"Far too few of [Texas's] high-school graduates are actually prepared to go to college," [Secretary of Education Arne] Duncan told Bloomberg's Al Hunt. " feel very, very badly [read bad] for the children there.
"With a linking verb such as is, feels, seems, or tastes, the predicate adjective bad is required, not the adverbial complement badly . . . ." Garner 81.
A Few Maybachs Isn't (read Aren't) Enough. (Jump headline, Wall Street Journal (wsj.com), August 8, 2011)
But a decade after Evans' [read Evans's] draft-night snub . . . . (From the same article)
"To form a singular possessive, add -'s to most singular nouns -- even those ending in -s, -ss, and -x (hence Jones's, Nichols's, witness's, Vitex's)." Garner 624. In fairness, journalism stylebooks typically favor Evans'. In this, journalism stylebooks are wrong.
Such political recognition is the beginning of the American system correcting [read American system's correcting] its mistakes. (Editorial, "A Downgrade Awakening," Wall Street Journal (wsj.com), August 9, 2011)
This is an old rule, all but dead, but let's salute it here. Correcting its mistakes is a gerund phrase -- a noun form constructed on the verb correct. If this had been an ordinary noun, we would all agree that the possessive case was appropriate: the American system's constitutional design.

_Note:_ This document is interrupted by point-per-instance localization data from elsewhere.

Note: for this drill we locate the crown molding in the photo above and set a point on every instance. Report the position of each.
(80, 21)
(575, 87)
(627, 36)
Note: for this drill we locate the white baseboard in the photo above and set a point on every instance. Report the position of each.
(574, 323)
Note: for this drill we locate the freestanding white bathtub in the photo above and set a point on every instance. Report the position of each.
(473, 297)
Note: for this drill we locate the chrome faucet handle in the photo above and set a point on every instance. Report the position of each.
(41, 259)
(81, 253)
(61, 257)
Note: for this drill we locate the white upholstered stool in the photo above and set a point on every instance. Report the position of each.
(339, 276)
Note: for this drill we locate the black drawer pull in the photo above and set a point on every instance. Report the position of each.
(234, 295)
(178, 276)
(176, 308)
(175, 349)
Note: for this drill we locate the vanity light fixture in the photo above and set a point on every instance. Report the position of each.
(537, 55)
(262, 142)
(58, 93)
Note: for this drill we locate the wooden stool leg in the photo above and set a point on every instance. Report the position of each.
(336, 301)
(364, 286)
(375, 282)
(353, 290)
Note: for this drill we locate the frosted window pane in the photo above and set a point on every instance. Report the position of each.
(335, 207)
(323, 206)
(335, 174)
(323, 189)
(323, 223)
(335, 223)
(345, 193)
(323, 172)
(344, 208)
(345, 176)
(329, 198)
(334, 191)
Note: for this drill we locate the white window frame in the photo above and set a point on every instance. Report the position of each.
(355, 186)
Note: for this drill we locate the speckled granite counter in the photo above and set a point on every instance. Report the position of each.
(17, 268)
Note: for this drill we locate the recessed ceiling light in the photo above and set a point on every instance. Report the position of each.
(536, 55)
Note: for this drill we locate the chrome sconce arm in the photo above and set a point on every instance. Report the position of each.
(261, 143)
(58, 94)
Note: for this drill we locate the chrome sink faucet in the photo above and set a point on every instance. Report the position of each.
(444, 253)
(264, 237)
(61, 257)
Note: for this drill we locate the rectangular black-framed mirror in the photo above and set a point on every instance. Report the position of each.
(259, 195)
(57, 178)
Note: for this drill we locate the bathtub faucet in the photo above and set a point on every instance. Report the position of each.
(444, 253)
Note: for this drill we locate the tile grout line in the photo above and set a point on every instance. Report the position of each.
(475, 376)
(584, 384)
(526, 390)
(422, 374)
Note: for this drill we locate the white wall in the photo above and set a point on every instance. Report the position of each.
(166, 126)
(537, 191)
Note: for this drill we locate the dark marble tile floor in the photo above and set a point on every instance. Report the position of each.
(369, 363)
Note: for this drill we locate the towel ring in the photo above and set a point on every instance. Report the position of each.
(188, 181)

Since the gerund phrase operates as a noun, it also requires -- in theory, though rarely in practice -- the possessive case.

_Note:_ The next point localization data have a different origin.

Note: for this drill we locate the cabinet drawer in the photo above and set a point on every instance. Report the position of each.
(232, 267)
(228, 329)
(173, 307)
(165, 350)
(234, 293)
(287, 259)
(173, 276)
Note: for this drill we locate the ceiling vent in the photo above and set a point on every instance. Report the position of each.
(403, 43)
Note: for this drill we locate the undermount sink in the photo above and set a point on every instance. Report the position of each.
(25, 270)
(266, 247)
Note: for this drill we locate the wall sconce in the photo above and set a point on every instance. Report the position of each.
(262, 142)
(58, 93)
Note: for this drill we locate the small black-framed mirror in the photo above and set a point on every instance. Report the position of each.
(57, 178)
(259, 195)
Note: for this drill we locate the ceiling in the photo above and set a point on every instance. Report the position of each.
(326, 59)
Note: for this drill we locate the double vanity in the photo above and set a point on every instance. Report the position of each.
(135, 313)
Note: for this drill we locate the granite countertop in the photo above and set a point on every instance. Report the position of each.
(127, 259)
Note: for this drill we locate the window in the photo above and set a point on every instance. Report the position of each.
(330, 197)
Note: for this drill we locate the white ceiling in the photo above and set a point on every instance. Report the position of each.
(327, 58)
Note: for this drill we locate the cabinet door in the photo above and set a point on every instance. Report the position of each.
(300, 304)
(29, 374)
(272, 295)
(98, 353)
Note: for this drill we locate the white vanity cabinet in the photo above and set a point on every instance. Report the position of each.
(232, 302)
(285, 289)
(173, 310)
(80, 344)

ERCOT officials have been reluctant to allow wholesale power prices to surge for significant periods of time [read for significant periods], however, in part because of the backlash against past spikes. (Tom Fowler, "More woes loom for electric grid," Houston Chronicle (chron.com), August 25, 2011)
Garner classifies this under verbosity. "Period of time is usualy unnecessary in place of either period or time." (Garner 599). I call it redundancy because period in this context means a portion or interval of time. So significant period of time translates as significant portion or interval of time of time.
And while we're on this sentence, some editor should have asked, "What kind of backlash?" Public backlash?
"Far too few of [Texas's] high-school graduates are actually prepared to go to college," [Secretary of Education Arne] Duncan told Bloomberg's Al Hunt. " feel very, very badly [read bad; omit very, very] for the children there.
"This intensifier [very], which functions both as an adjective and an adverb, surfaces repeatedly in flabby writing. In almost every context in which it appears, its omission would result in at most a negligible loss." Garner 816.
THREE THINGS are too wonderful for me; four I do not understand: the way of an eagle in the sky, the way of a serpent on a rock, the way of a ship on the high seas, and the way of a man with a virgin (Proverbs 30:18-19 (ESV).